FAKE‐LAKE

‥‥‥‥‥‥‥‥‥‥‥‥‥

 アンジェはスケッチブックを閉じてテーブルに置き、ソファに横になった。
 興味津々で自分を見るニールの人懐っこい笑顔を思い出す。嬉しくはないけれど、かと言って嫌な訳でもない。
 逆に、自分に興味を持つニールの方が興味深い人だと思う。何故そんなに他人に関心があるのだろう。不思議な人だ。
 何が楽しくてあんなに笑っているんだろう。
 しんとした部屋に、アンジェの吐息が大きく響いた。


 古い壁掛け時計が夕食時である事を知らせた。アンジェは慣れた手つきでランプに明かりをともし、果物カゴから林檎を一つ手に取った。棚のいつもの場所から薬を一回分取り出し、スケッチブックを脇に抱えて二階へ上がる。
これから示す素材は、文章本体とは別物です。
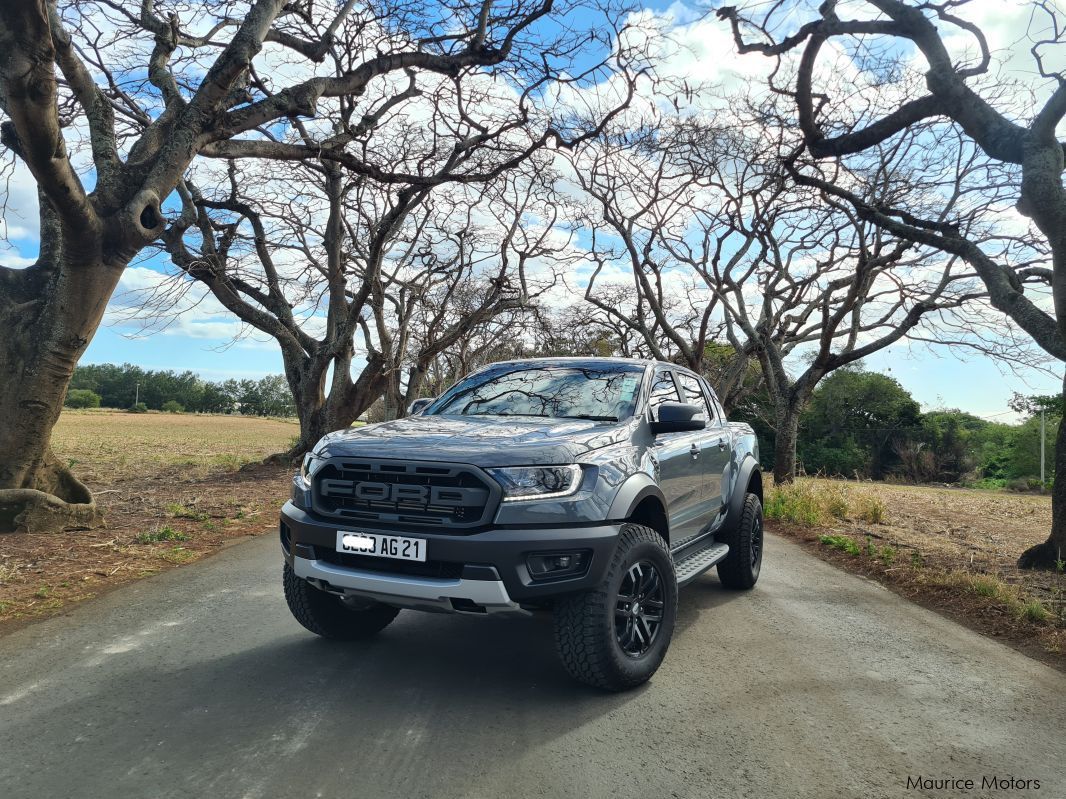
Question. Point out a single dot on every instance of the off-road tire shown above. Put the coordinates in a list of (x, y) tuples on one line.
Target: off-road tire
[(585, 635), (328, 616), (740, 569)]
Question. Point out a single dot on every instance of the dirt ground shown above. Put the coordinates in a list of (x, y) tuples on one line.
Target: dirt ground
[(173, 489), (956, 551)]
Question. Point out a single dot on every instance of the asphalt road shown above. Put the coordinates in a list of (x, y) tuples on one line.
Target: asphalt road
[(197, 683)]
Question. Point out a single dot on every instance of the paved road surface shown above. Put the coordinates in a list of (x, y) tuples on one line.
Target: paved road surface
[(819, 684)]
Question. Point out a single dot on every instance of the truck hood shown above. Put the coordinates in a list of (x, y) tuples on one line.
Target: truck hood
[(484, 441)]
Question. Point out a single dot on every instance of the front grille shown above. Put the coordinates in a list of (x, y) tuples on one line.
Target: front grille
[(404, 494), (440, 569)]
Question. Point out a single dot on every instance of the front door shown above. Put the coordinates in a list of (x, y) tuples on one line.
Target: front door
[(714, 449), (680, 466)]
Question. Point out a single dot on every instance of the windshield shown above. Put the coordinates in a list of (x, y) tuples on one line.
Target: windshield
[(601, 393)]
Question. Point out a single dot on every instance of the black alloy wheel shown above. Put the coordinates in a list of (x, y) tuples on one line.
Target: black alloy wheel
[(639, 608)]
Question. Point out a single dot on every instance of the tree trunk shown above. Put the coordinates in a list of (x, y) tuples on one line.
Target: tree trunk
[(320, 412), (1045, 555), (49, 313), (785, 446)]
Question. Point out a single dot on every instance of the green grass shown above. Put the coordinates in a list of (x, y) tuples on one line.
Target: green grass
[(1034, 612), (163, 534), (844, 543), (177, 555), (812, 503), (183, 511)]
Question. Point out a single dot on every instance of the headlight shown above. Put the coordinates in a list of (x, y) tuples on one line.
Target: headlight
[(308, 468), (537, 483)]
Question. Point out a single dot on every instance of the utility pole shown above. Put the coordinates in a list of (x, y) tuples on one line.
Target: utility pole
[(1042, 450)]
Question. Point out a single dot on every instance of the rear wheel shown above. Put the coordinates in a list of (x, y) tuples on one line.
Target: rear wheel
[(744, 561), (616, 635), (332, 616)]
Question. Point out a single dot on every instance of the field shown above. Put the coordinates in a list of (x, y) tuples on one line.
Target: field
[(175, 488), (954, 550)]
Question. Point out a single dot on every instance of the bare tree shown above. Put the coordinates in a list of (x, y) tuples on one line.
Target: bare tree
[(149, 91), (361, 283), (778, 274), (960, 95)]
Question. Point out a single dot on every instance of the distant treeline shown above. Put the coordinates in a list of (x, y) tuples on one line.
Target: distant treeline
[(866, 424), (111, 386)]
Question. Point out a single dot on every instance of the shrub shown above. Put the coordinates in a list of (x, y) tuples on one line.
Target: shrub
[(163, 534), (795, 503), (1034, 612), (870, 509), (82, 398), (844, 543)]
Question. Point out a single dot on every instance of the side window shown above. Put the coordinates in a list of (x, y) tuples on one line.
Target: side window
[(663, 390), (694, 394), (715, 405)]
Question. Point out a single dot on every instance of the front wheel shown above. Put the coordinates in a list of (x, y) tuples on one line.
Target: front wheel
[(332, 616), (741, 567), (616, 635)]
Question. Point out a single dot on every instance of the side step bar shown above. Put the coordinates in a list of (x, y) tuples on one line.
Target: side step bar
[(696, 563)]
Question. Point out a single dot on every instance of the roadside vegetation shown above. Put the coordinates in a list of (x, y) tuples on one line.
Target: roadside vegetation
[(175, 488), (867, 425), (952, 549)]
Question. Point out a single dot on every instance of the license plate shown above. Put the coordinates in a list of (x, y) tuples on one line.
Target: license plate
[(377, 545)]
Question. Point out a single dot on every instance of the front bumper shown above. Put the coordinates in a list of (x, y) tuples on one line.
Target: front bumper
[(482, 572)]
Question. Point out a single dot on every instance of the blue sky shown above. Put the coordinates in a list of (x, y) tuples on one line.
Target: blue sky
[(935, 376)]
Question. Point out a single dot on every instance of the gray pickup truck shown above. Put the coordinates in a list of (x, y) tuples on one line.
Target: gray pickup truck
[(592, 487)]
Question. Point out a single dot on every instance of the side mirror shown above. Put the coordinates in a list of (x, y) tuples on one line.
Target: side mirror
[(419, 405), (678, 418)]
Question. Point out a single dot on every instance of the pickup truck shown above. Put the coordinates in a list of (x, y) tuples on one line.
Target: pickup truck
[(590, 487)]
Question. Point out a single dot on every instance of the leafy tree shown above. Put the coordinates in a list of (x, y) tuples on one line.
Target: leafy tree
[(853, 422), (82, 398)]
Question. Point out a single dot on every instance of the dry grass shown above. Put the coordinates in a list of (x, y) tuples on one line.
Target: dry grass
[(106, 444), (953, 549), (172, 490)]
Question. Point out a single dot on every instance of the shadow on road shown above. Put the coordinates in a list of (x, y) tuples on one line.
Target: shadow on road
[(427, 692)]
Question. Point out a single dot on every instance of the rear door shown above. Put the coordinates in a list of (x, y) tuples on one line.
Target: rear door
[(714, 445), (680, 467)]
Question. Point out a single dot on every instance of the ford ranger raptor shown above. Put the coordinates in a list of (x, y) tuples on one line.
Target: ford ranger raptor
[(590, 487)]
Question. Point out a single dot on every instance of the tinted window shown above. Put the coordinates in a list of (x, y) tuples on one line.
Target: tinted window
[(606, 393), (693, 393), (662, 391)]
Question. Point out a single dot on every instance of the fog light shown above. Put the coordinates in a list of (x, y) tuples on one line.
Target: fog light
[(549, 565)]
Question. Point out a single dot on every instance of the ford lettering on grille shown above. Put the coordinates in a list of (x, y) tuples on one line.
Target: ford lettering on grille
[(399, 493), (404, 494)]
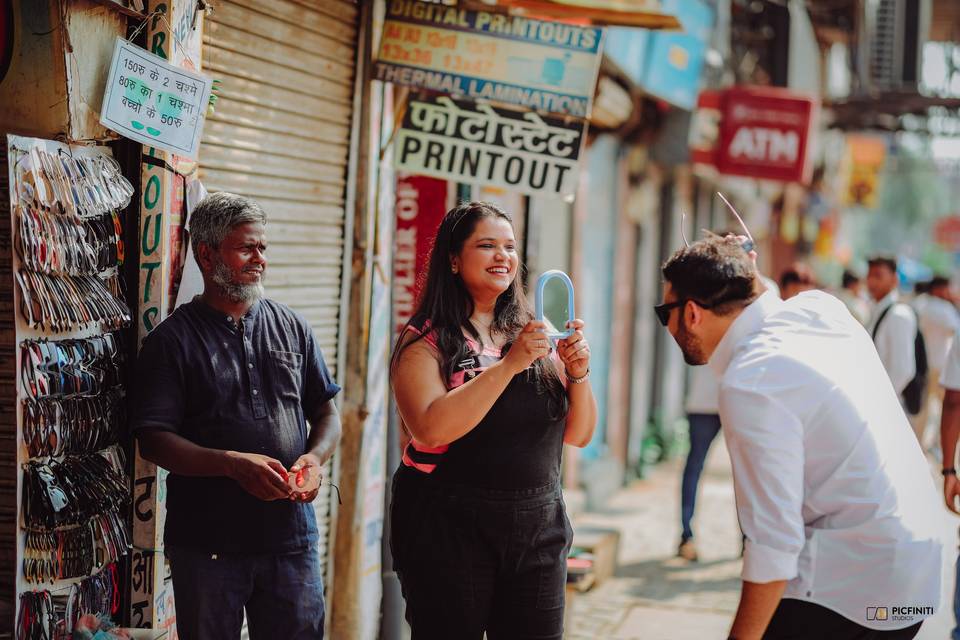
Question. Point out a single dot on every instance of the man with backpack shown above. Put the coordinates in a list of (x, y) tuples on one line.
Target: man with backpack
[(895, 331)]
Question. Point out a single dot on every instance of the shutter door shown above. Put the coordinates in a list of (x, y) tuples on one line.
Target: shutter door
[(281, 135)]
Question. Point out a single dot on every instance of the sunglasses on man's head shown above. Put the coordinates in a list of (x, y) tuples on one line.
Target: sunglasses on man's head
[(663, 310), (747, 245)]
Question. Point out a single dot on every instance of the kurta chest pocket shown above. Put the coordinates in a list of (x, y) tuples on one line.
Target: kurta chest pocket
[(286, 367)]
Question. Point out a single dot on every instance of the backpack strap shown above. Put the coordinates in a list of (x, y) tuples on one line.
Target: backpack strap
[(883, 315)]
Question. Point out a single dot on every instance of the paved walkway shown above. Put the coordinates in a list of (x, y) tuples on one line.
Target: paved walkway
[(656, 596)]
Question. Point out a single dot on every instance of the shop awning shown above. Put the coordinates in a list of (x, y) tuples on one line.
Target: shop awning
[(645, 14)]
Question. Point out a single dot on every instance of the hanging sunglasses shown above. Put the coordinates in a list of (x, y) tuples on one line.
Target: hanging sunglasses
[(59, 304), (71, 426), (72, 491), (65, 368)]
 アンジェの住んでいる家はこじんまりした二階建てだ。こじんまり、と言っても一人で住むには広すぎるけれど。
 一階は居間。入口から入って左に暖炉が、右にキッチンと戸棚がある。キッチンの上はロフトになっていて、アンジェはそこに画材や今まで描いた絵を置いている。いわゆる物置場だ。
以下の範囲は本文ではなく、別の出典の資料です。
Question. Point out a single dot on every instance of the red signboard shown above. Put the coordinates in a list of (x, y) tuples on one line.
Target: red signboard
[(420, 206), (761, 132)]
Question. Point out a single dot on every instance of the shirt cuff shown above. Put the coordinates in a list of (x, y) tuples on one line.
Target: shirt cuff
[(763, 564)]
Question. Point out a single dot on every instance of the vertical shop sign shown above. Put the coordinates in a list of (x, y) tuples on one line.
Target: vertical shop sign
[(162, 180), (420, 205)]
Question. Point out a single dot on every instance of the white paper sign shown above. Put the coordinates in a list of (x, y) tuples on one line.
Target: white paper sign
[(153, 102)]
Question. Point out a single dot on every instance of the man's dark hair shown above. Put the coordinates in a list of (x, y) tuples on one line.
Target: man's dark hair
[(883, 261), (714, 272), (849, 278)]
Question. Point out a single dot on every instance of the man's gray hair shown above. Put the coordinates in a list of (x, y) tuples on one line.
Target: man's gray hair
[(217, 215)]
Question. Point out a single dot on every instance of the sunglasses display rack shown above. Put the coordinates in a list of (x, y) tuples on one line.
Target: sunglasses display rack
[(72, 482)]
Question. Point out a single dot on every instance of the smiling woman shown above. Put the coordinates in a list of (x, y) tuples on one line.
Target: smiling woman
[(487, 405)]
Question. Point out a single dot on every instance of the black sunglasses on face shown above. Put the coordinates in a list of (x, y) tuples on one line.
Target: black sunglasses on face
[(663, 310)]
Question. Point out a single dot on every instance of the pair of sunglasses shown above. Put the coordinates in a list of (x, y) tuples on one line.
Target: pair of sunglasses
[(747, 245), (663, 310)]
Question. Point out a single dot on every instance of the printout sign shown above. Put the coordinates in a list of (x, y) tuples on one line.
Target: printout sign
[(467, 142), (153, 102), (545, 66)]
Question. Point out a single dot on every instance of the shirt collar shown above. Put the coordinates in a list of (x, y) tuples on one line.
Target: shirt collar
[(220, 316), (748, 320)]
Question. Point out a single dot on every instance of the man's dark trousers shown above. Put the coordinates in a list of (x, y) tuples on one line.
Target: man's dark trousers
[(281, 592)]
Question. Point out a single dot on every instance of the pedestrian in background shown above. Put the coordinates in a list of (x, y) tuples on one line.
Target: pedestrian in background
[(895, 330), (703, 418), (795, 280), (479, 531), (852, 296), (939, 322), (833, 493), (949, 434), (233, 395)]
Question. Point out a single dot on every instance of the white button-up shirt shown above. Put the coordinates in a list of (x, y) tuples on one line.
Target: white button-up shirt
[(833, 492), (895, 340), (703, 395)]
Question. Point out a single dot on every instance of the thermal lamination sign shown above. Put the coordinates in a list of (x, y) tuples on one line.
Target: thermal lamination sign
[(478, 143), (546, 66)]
 二階は二つ部屋があるが、アンジェは部屋の仕切りになっている扉を開けたままにして使っていた。
 景色が良く見える方にベッドを置き、いつでも絵を描けるようにベッド脇の大きなテーブルには普段使っている画用紙と色鉛筆を広げたままにしている。薄いカーテンで仕切った向こう側の部屋には、衣類や本などを収納していた。
 二つ窓があるうち日当たりのいい方にミニバラの鉢が三つ並べてあり、白・紅・薄紫の花を幾つも咲かせている。
 もう一方の窓からは杏の木が見える。手が届く所に枝がのびていて、春には花を、秋には美味しい実をアンジェにプレゼントしてくれる。
 林檎とスケッチブックをテーブルに置き、アンジェはベッドに身を預けて深く息をついた。